Он бы и еще много чего ему наговорил, упомянув, возможно, и седину в бороду, и беса в ребро, – но тут подлетел громогласный, длинноносый Корнейчук и спас положение. Он перемещался по всему залу, вступал в разговоры, ужасался, надеялся, ахал, все запоминал – вот у кого память была абсолютная, хранившая залежи нужного и ненужного, – и теперь дошла очередь до них.

– А! Что! – по-репетиловски восклицал он. – Но Льговский каков! Откуда у него доступ во все эти круги!

– Да он и не скрывает вовсе, что еще на фронте разагитирован. Они у него все в дружках. – Для Казарина уже не было ничего неясного.

– Вы куда сейчас? – спросил Ять у Корнейчука, желая прекратить тяжелый разговор.

– Домой, домой, – тут же засобирался тот. – Уж третий час, мне писать… ночами не сплю, совершенно голова не работает.
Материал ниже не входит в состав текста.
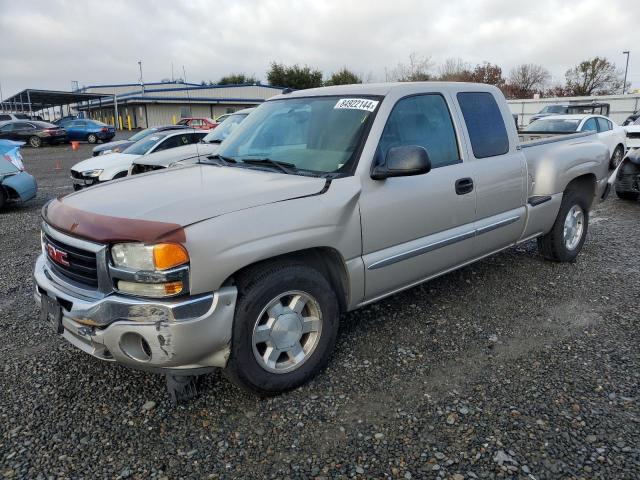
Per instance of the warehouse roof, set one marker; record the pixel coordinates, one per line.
(40, 99)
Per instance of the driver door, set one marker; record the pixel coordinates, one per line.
(416, 227)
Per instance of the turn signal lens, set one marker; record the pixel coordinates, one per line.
(169, 255)
(157, 290)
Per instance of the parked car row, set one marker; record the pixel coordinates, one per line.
(16, 185)
(37, 133)
(152, 149)
(609, 133)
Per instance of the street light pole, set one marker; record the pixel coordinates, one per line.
(626, 69)
(141, 80)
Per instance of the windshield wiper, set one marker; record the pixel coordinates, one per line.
(222, 160)
(288, 168)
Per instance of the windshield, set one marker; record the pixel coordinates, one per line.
(223, 130)
(553, 125)
(554, 109)
(317, 134)
(143, 146)
(143, 133)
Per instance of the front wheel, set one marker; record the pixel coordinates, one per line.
(285, 328)
(616, 158)
(566, 238)
(35, 141)
(627, 195)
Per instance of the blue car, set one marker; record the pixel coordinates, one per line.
(15, 184)
(88, 130)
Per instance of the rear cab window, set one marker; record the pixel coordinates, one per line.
(485, 124)
(423, 120)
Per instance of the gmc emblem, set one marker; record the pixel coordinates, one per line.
(56, 255)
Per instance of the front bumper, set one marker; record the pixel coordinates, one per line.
(179, 336)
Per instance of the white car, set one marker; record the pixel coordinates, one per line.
(608, 132)
(116, 165)
(633, 134)
(190, 154)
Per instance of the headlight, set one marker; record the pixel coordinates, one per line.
(92, 173)
(138, 256)
(148, 269)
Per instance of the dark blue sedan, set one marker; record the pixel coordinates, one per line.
(89, 130)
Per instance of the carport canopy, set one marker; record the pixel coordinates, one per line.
(31, 100)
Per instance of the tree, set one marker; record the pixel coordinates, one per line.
(488, 73)
(238, 79)
(454, 70)
(527, 79)
(294, 76)
(596, 76)
(343, 77)
(417, 70)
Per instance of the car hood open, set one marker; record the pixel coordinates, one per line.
(155, 206)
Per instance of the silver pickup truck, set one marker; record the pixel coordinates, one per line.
(320, 202)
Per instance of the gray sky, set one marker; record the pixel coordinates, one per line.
(47, 44)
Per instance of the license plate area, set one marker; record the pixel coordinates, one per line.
(51, 312)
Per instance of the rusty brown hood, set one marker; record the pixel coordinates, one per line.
(157, 206)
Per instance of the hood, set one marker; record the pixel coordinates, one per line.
(111, 145)
(105, 161)
(175, 198)
(165, 158)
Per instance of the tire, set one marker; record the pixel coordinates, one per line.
(264, 310)
(554, 245)
(616, 158)
(632, 196)
(35, 141)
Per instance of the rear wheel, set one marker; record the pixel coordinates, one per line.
(616, 158)
(564, 242)
(285, 328)
(35, 141)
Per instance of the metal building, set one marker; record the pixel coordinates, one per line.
(152, 104)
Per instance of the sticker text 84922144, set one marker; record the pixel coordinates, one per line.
(356, 104)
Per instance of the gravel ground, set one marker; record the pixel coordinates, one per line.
(511, 368)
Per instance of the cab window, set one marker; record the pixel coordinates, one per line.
(590, 126)
(422, 120)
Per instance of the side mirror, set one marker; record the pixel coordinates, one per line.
(403, 162)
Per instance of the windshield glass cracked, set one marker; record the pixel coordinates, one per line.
(314, 134)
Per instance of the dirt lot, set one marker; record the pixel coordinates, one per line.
(511, 368)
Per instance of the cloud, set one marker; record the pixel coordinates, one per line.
(93, 42)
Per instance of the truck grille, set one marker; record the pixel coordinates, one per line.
(72, 262)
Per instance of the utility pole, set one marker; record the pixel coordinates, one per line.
(626, 69)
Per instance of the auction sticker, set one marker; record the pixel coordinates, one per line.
(356, 104)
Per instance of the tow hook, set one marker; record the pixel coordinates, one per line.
(182, 388)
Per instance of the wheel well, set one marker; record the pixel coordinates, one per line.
(326, 260)
(585, 183)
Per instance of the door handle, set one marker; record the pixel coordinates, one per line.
(464, 186)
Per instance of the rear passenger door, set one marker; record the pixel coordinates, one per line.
(416, 227)
(499, 171)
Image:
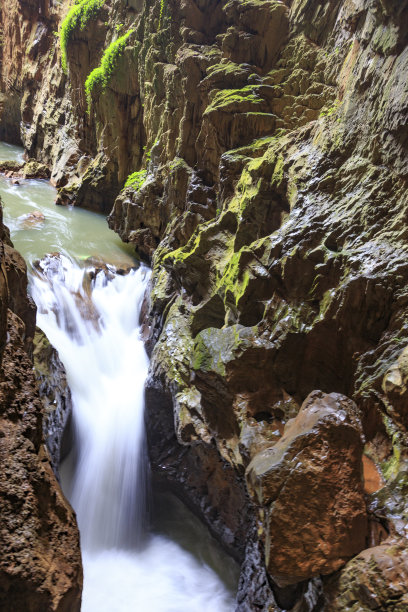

– Для кого вы все пишете? – язвительно спросил Казарин. – Газеты закрыты, журналов нет, книги не издаются…

– У меня Булыгин обещал сказку купить, – объяснил Корнейчук, – и я думаю издать новонайденный отрывок Слепцова…

– Да кому теперь нужен Слепцов!

– Может, никому и не нужен, а работать надо. Дети, дети… Да и не в детях же дело. «Человека такого усталого не держи – пусть идет», – процитировал он своего любимца и, взяв Ятя под руку, пошел с ним к дверям. Ять полагал, что, едва они окажутся на улице, наедине, Корнейчук заговорит о Шергине и Кошкареве; он знал их и наверняка имел особое мнение о степени виновности властей, – но Корнейчук, против ожидания, принялся рассказывать ему о том, как он не мог заснуть и всю ночь читал Boswell’а (Ять узнал его книжный язык, верный признак самоучки)… Поначалу он думал, что Корнейчук опасается подслушивания, но вот они вышли на мост – а тот все не умолкал.

– Послушайте, – сказал Ять, остановившись посреди моста. – Вы в самом деле можете сейчас говорить о Босвелле?

– Но о чем же еще говорить?! – изумился Корнейчук. – Разве можно говорить о чем-то другом? Язык нам дан, чтобы скрывать свои мысли, каждый в одиночку переживает ужас.

– Да, да, – сказал Ять. – Я вас понимаю. Помните ответ Августина: а если бы во время игры в мяч вам сказали, что через четверть часа рухнет мир?

– Продолжал бы играть в мяч! – пылко подхватил Корнейчук. Он обожал игру в цитаты, это было для него слаще обмена паролями. – Продолжал бы играть в мяч!